I stole photos
My third and final Hustle up the Hancock is behind me! And I did OK for not doing any stair training. I routinely do 100 squats twice a week, so I was counting on my newly beefy quads to propel me up 94 flights of the John Hancock Center. But my quads started quivering around floor 15. And I made it the rest of the way on little more than get-this-over-with-ness and the highly appropriate Dreamgirls snippet that got stuck in my head and fit perfectly with the seven-step chunks of stairs I was climbing: STEP! MOVE it MOVE it MOVE it RIGHT to THE top STEP (walk walk walk) STEP! MOVE it MOVE it MOVE it, etc. I did the climb in 19:09 the last two years, but my utter lack of training this year added a minute and a half to my time. So I staggered to the top-floor observation deck yesterday in 20:36 and gladly accepted the fact that my Hustle days were over. And as a card-carrying douchebag, I have no intention of forking over any money for commemorative photos. So all I have to show you that I did the Hustle is this proof (you can tell it’s a proof because of the giant word PROOF angling up the middle) that I stole from the photo people’s web site:
I destroyed a rehearsal
Hustle up the Hancock is a fundraiser for the Respiratory Health Association of Metropolitan Chicago, so there is cruel irony in the fact that all those people climbing all those seldom-used stairs kick up tons of metallic-tasting dust that we all suck deep into our lungs. And by the time I went to rehearsal two hours later, I had a hacking cough and a throat full of rust-flavored pudding that prevented me from doing important rehearsal things like controlling pitch and matching tones and blending with other singers. All of which become glaringly obvious when everyone is singing a cappella. So I was the sucky douchebag who brought the whole rehearsal down for two hours.

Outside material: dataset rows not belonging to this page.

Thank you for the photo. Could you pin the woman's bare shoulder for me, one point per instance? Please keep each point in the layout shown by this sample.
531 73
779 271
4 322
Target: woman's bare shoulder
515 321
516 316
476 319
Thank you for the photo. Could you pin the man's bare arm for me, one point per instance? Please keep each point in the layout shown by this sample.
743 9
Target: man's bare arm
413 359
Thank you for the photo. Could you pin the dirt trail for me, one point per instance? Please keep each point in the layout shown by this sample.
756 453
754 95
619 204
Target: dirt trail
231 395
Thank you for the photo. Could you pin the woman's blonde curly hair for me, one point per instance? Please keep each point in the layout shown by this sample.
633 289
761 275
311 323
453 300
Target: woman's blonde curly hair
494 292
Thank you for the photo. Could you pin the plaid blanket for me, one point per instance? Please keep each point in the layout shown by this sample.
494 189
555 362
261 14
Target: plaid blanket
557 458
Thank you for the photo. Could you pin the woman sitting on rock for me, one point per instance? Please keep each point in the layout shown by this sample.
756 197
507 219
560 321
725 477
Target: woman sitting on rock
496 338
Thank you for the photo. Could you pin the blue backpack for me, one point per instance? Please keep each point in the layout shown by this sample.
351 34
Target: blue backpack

I hoarded food for invalids
A friend of ours is currently recovering at home from a pretty horrific encounter with a car. He’s immobilized in casts and for the next few weeks pretty dependent on his devoted husband and the parade of friends who drop in and demand to supply vast mountains of food and flowers and assistance. And in the spirit of making their lives easier I thought I’d make him good and farty. So I made a massive crock of my favorite turkey chili for them, of course skimming off a few bowls for myself before I delivered it to their door. Because I’m not that altruistic.
I made a child cry
The domestic partner and I spent Saturday afternoon teaching our nieces and their mother how to make pies. We let the girls use the kick-ass apple peeler my folks bought us and we got flour and sugar and other surprisingly sticky ingredients all over the kitchen, but we managed to make a latticed apple pie and a crumbly Dutch apple pie without searing any flesh off any body parts except for my left pinky. While we waited for the pies to bake, the girls bounced around the family room to Just Dance, a Wii game that shows you an abstract-y girl doing arm-wavy choreography to trendy pop songs. You’re supposed to dance along as though the girl were your mirror, and every time the Wii remote thingy detects that your arms are moving in the right ways, a little shoe or hot dog or other cartoon symbol that you chose to represent your badass self rains sparkle dust into a giant clear tube to measure how well you’re doing. Just like any Tuesday night in our bedroom! Everything was going fine until the girls decided to challenge us uncles to a dance-off. And, being a federally licensed choreographer, I naturally smoked my little 8-year-old challenger on my first try. And being a total heartless douchebag, I turned to her and said, “I smoked you!” Not “Good job!” or “High five!” or “You rock!” or “You obviously do a lot of practicing!” or “Can I try on your shoes?” No. I went right to the trash talk I always do with people who have mortgages. And the look on her face made me want to stab myself in the heart. Once I pulled the knife out of hers, of course. In my defense, we were dancing to one of the most heinous-anus abortions of pop music known to man: that “zig-a-zig-HA!” dreck by the Spice Girls. So I get a thousand points just for playing along. Plus I totally did smoke her. And it’s not like I broke her nose with a hearty head-butt like I normally do when I win dance-offs at nursing-home sing-alongs and abortion rallies. But I was still a total douchebag. And even though she seemed to get over it once the next song came on … and especially once we served her pie and ice cream … I will always and forever be the uncle who made the little dancing girl cry. And I now have two reasons to hate that stupid song.